Prenons l'exemple du Play Store et de l'App Store. Maintenant que l'on approche le million d'applications disponibles, il est devenu quasiment impossible à un quidam de sortir du lot. Les plus chanceux, seront peut-être mis « à la une » s'ils font des courbettes à Google ou à Apple. Mais les autres devront se contenter des différents classements (plus téléchargées, plus rentables, etc.) qui ont plutôt tendance à renforcer les positions établies, qu'à favoriser la découverte de nouveaux talents. C'est le travers de l'effet « Box Office » : les riches deviennent plus riches et les indépendants souffrent.
Après cinq ans d'App Stores, on remarque aussi qu'aucun éditeur n'a vraiment explosé avec ce modèle. Rovio, malgré le succès phénoménal d'Angry Birds, n'atteint même pas 200 millions de dollars chiffre d'affaires. Il reste très loin du milliard, barrière à partir de laquelle on commence à peser dans cette industrie. Notez que les grands éditeurs du marché, ceux qui ont les moyens de développer de grosses applications, boudent toujours autant les Apps Stores. Les quelques tentatives de Microsoft ou d'Adobe sur le mobile ne sont faites qu'avec des applications gratuites ou limitées (OneNote, Photoshop Touch, etc.). Et sur les applications de bureau, tous fuient le Mac App Store et le Windows Store comme la peste.
Office et Photoshop gratuits sur les Stores
On les comprend. Ces « Stores » ont habitué l'utilisateur aux prix très bas. Une application à 20 € est déjà considérée comme chère. Il paraîtrait insultant d'afficher des prix de plusieurs centaines d'euros, comme ceux qui ont fait la fortune des ténors du marché. Sans compter avec la commission que prennent les gestionnaires de ces « Stores ». Très peu d'entreprises pourraient survivre en perdant d'un coup 30 % de leur chiffre d'affaires. Voilà pourquoi, malgré les milliards d'applications téléchargées, les grands éditeurs traînent toujours des pieds pour inclure les App Stores à leur modèle.

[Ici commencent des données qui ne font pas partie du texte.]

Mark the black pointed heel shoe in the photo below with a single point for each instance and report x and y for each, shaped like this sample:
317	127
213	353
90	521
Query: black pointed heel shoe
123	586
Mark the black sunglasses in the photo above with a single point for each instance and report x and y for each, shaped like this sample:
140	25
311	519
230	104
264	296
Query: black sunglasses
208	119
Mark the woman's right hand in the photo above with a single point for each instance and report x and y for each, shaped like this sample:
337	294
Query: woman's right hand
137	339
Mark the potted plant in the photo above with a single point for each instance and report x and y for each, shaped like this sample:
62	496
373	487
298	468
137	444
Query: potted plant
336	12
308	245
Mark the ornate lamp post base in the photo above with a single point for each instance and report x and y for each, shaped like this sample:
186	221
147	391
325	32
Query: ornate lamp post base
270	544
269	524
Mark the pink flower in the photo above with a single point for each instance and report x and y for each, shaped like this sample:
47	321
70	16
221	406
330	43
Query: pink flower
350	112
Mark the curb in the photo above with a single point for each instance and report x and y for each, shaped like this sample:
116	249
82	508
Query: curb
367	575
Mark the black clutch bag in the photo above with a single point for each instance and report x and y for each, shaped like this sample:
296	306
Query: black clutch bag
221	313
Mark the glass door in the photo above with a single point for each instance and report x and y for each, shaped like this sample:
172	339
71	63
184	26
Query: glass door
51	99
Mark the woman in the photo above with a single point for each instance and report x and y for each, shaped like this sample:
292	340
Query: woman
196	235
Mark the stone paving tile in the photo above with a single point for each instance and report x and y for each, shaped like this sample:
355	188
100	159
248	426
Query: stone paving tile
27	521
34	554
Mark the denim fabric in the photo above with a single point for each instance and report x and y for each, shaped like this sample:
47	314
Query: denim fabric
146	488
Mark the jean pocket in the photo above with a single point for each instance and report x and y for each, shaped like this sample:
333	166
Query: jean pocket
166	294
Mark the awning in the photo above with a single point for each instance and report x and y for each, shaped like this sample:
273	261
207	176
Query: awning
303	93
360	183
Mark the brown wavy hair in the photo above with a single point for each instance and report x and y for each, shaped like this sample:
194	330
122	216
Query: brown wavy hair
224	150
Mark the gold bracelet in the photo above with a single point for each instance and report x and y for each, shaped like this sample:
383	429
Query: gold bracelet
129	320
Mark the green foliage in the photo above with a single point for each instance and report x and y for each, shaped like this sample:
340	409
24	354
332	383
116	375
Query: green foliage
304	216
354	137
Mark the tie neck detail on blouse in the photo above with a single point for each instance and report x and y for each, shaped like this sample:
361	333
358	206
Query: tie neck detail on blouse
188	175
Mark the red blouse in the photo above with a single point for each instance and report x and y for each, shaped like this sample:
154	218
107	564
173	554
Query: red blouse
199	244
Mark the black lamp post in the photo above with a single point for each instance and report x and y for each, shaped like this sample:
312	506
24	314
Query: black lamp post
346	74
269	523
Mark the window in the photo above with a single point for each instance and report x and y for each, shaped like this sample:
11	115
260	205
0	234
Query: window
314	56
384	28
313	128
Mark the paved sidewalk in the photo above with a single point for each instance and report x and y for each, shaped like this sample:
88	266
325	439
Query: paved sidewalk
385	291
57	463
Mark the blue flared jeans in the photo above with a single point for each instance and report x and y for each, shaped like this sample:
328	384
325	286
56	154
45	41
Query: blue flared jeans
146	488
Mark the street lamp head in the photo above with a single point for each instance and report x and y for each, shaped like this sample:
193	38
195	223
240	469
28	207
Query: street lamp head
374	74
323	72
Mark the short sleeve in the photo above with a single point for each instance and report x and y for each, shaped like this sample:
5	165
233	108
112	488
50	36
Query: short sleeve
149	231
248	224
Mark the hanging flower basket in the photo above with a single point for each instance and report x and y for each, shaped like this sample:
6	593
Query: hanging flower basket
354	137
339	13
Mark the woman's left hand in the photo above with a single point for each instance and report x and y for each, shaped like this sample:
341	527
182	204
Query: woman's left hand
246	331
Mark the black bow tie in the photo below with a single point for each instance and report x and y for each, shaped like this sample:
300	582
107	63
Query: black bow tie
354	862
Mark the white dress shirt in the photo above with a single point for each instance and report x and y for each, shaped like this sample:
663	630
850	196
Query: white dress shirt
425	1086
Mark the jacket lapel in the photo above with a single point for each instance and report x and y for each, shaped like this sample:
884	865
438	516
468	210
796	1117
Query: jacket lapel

Pourtant, les utilisateurs, eux, adorent ce modèle. Les App Stores sont là pour durer. Les éditeurs vont donc s'adapter pour reprendre la main. Une tendance consiste à proposer son application gratuitement sur les Stores, mais la facturer ailleurs. Regardez le classement des applications les plus rentables : elles sont quasiment toutes gratuites. D'où vient l'argent ? Des paiements effectués, soit au sein de l'application, soit directement à l'éditeur. C'est le modèle retenu par Salesforces et SAP, mais aussi par Google pour sa suite QuickOffice qui requiert un compte Google Apps Premium. Ce sera probablement bientôt celui de Microsoft et d'Adobe : Office et Photoshop téléchargeables gratuitement sur les Stores, mais réservés aux abonnés Office 365 et Creative Cloud.
Quelle ironie. Alors que les Stores devaient faire baisser les prix et mettre à égalité grands éditeurs et petits indépendants, ils finissent par ne favoriser que les plus gros. Ceux qui mettront les moyens pour sortir du lot et qui pourront facturer ce qu'ils veulent... à l'extérieur du Store.